Will MNOs Lose Their Voice Customers?

In the fixed line era, a phone number has been tied to a line. In the mobile voice era it has been tied to a handset (or a SIM card). In the coming mobile data era, the phone number will be fully virtualized. Tied to a profile of a user that logs on to a mobile terminal.

Trying to look at the potential landscape of mobile network operators in 2020, one thing seems to be clear. There will be no voice calls, at least not on a network level. All parts of a network will be packet data. Packet data with many classes of service, of course. There will be customers paying premium for priority and may be even CIRs (although the idea of CIR in a mobile network with shared resources may be stretched a little...).
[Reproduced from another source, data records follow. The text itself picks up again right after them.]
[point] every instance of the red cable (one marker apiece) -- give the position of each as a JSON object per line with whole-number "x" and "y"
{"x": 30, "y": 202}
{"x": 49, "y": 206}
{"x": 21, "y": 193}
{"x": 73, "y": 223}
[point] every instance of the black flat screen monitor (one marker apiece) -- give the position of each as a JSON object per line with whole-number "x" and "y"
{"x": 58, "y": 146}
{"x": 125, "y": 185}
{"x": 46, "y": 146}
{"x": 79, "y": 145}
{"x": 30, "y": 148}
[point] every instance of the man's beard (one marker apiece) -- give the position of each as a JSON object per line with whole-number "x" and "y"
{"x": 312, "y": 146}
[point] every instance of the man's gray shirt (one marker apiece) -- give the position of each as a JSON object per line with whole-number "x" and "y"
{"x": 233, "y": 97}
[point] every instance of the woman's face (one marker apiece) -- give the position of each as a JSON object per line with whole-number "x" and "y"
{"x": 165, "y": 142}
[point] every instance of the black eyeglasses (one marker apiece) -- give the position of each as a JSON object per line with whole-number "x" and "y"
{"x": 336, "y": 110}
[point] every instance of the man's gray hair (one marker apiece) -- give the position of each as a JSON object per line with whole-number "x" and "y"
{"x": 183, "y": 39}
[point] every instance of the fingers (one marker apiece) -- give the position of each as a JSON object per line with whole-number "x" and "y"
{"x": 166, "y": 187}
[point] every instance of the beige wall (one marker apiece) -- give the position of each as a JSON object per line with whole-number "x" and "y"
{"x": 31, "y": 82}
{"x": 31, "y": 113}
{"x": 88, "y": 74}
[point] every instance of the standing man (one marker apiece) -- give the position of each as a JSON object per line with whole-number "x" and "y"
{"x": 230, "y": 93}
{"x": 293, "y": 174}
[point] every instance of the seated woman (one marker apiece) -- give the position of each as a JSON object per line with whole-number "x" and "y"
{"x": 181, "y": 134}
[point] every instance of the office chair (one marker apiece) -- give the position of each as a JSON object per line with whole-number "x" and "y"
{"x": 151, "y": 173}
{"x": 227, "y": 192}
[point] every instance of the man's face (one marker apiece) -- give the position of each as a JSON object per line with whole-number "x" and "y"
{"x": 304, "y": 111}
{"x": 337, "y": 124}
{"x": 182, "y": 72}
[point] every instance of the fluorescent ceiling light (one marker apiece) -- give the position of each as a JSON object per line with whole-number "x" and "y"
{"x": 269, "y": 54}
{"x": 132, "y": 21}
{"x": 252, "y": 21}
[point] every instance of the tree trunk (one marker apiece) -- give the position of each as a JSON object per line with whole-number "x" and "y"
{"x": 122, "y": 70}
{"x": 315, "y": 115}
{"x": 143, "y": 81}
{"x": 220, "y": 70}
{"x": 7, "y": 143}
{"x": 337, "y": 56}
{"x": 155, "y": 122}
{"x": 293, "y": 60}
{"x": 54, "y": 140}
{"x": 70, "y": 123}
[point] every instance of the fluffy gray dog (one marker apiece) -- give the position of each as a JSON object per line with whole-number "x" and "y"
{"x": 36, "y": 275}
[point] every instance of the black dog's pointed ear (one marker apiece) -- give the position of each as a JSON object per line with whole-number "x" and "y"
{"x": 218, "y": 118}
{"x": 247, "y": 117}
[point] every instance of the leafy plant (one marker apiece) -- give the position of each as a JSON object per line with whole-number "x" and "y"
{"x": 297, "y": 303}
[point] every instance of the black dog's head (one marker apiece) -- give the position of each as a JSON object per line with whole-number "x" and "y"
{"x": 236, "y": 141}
Voice will be data too. Simply VoIP.

Mobile VoIP, when finally supported by MNOs and handset vendors, will free us from tying our numbers to the mobile operators we sign connectivity contracts with. Phone numbers will become fully virtualized. Depending on a profile we sign on with when, booting the handset, and not tied to the signal provider.

Of course the incumbent MNOs will be providing voice number service too. But we will not have to get it from them. And most of us will not. Some because they will prefer to stay less tied to a single company. And others because there will be may voice number service providers, offering us much more flexibility and more features.

Think Facebook. Or Google Voice. They are the companies you may want to have your voice number registered with. Offering you many more features to handle a voice call, offering seamless addressbook integration, synchronization and backup. Services and features we have been begging our present MNOs to no avail. Not to mention integration of availability statuses, multimodal (text / voice / video) calls, wideband quality and so on... Worry not. There are other providers happy to give us what we want. And let the incumbents become dumb pipes, albeit mobile ones.